Molecular dynamics (MD) simulations were carried out using the AMBER 18 software package. The enzyme GCase was modelled from chain D of the crystallographic structure PDB ID: 2NSX. Protein preparation was performed using the Protein Preparation Wizard in Maestro (Schrödinger), including hydrogen addition, optimization of ionizable states, and capping of terminal residues. ff14SB force field [79] was used for the protein, while the solvent was modelled with TIP3P water molecules arranged in a truncated octahedral box extending 15 Å beyond the solute. System neutrality was achieved by the addition of counterions. A hybrid force field strategy was adopted for the parametrized ligands 37 and 48: the iminosugar moieties were treated with GLYCAM06j‐1 [80], whereas the triazole linkers, alkyl spacers, and aromatic units were assigned GAFF2 parameters [81]. Ligand and system preparation was completed using the tleap module.

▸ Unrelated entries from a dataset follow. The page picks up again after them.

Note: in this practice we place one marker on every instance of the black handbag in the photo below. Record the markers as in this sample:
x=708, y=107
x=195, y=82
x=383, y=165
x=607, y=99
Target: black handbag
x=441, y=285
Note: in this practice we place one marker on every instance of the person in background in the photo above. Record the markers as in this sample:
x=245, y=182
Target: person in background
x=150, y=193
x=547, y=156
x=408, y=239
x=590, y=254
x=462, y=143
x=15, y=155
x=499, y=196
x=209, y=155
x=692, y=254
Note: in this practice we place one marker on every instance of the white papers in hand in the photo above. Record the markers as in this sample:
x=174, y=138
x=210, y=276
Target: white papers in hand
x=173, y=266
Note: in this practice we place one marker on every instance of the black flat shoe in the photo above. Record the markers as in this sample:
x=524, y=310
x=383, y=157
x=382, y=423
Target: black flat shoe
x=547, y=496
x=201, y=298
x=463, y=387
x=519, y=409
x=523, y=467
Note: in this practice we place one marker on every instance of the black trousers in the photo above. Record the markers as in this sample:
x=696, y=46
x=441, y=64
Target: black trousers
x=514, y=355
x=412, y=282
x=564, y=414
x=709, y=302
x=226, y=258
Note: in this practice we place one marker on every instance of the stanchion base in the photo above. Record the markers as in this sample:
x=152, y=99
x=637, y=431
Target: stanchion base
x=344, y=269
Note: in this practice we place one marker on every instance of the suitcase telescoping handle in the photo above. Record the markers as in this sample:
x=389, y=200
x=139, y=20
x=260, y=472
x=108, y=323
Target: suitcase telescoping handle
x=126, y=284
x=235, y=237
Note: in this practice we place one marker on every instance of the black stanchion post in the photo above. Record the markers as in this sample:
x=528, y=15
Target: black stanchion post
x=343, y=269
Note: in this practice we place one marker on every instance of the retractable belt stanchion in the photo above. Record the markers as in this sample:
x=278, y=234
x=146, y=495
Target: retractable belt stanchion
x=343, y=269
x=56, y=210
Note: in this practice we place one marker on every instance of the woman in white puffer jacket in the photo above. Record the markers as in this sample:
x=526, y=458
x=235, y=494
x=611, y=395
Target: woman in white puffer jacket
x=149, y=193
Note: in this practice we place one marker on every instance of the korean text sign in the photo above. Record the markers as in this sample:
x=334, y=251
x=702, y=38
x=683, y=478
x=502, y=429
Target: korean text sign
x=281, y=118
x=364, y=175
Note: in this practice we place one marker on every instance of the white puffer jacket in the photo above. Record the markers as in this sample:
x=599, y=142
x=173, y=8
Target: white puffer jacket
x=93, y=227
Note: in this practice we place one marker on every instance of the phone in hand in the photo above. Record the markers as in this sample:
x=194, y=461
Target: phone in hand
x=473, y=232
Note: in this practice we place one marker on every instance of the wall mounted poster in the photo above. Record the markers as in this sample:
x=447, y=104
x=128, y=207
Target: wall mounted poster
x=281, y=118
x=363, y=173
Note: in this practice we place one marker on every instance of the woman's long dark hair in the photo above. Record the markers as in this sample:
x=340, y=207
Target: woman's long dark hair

Initial energy minimization was conducted in two stages using the SANDER module: first with positional restraints on the solute, followed by full system minimization. The system was then gradually heated from 0 to 300 K over 100 ps under constant volume conditions, followed by a pressure equilibration phase at 1 atm. Production MD simulations were run for 20 ns in the NPT ensemble using the PMEMD module, with periodic boundary conditions and the particle mesh Ewald method (grid spacing 1 Å) applied to handle long‐range electrostatics. A time step of 2 fs was used, and coordinates were saved every 2 ps.The duration of 20 ns was chosen as a sufficient timescale to assess the local stability of the ligand poses obtained from docking, particularly the behavior of the iminosugar units within the catalytic pocket. Longer timescales were not required at this stage, as the primary objective was to confirm initial anchoring rather than explore global protein conformational dynamics. Trajectory analysis was performed using ptraj and CPPTRAJ [78, 82]. RMSD‐based clustering of the ligand conformations was carried out using the K‐means algorithm, and the most populated cluster was used to extract representative binding modes. Hydrogen bonds were defined by a donor–acceptor distance ≤ 3.0 Å and an A–H–D angle ≥ 135°. Dihedral behavior of key torsional angles was analyzed via custom scripts to generate histogram plots of preferred conformations. Visualization and figure preparation were performed with VMD and PyMOL [83].

Conflicts of Interest

The authors declare no competing interest.

Supporting information

Supporting file: chem70468‐sup‐0001‐SuppMat.pdf.

Data Availability Statement

The data underlying this study are available in the published article and online Supporting Information.